The importance of the connection between performance and market value was demonstrated when Ferrari Scuderia boss Marco Mattiachi was sacked in November 2014 after just half a season in the role, despite the fact that the business itself was more profitable than ever. Those in control of operations couldn’t stomach poor Formula One performance, so damaging did they perceive it to be to overall market value, so Mattiachi was out.

In fact, the correlation between F1 racing success and pure profit isn’t always so straight-forward. Although Ferrari didn’t win a race in 2013, its revenue that very year increased by five percent, reaching the dizzying figure of £1.885 billion. However, there certainly is an unbreakable connection between on-track performance, how Ferrari is regarded and how well it performs as a brand and a business. Ferrari’s current chairman, Sergio Marchionne, has described this link between performance on the track, morale and the bottom line: “We are unique and defined on racing. When Ferrari loses, it is not good. Ferrari does not feel good. It may take one, two or three years to win again. It’s at the heart of what we do. All the tech in the road cars has its heart in Ferrari racing.”

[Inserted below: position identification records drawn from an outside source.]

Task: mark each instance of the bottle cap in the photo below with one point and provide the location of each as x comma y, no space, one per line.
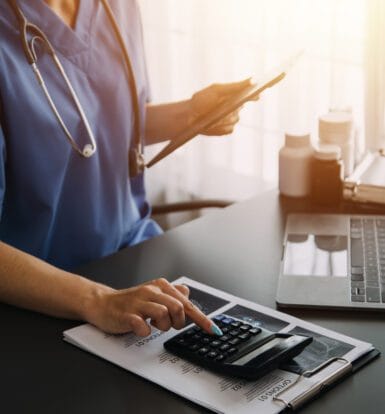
327,152
297,140
335,127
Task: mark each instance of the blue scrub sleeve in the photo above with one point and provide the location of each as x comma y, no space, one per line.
2,167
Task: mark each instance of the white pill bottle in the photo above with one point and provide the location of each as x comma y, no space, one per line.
336,128
295,165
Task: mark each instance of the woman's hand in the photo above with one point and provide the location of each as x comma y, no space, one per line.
158,302
207,99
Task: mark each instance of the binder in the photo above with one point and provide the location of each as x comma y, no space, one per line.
328,382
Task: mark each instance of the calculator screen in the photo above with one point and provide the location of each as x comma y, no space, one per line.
258,351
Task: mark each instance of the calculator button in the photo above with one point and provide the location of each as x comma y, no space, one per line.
227,321
212,354
225,338
244,336
194,347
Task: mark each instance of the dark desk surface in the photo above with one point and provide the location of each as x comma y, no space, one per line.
237,250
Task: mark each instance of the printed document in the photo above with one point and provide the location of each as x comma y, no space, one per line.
147,357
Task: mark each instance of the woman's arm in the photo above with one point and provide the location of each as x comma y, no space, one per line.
166,120
31,283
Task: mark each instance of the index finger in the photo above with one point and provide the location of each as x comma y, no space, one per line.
193,312
230,88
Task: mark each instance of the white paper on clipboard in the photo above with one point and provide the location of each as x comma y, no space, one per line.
229,105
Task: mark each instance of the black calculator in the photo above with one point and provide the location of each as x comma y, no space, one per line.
243,351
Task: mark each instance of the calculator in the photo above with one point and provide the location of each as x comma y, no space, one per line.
243,351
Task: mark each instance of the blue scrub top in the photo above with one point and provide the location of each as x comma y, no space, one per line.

Of course, this connection between the results of large, high-profile sporting events and global brands’ shifting market values is by no means confined to Formula one and Ferrari. Every sport with a global audience has impact the brands’ shares at its heart. Take, for example, the exponential rise in share price enjoyed by Nike following the Olympics 400m victory of Cathy Freeman. Nike, who had created the athlete’s body suit saw its share price jump by 7.5 percent in the ten days following the win.

The push-pull relationships between high profile, world-standard sports and market value should never be forgotten and, in fact, serves to add an extra element of adrenaline and intrigue to the dramatic sporting events we all love to watch.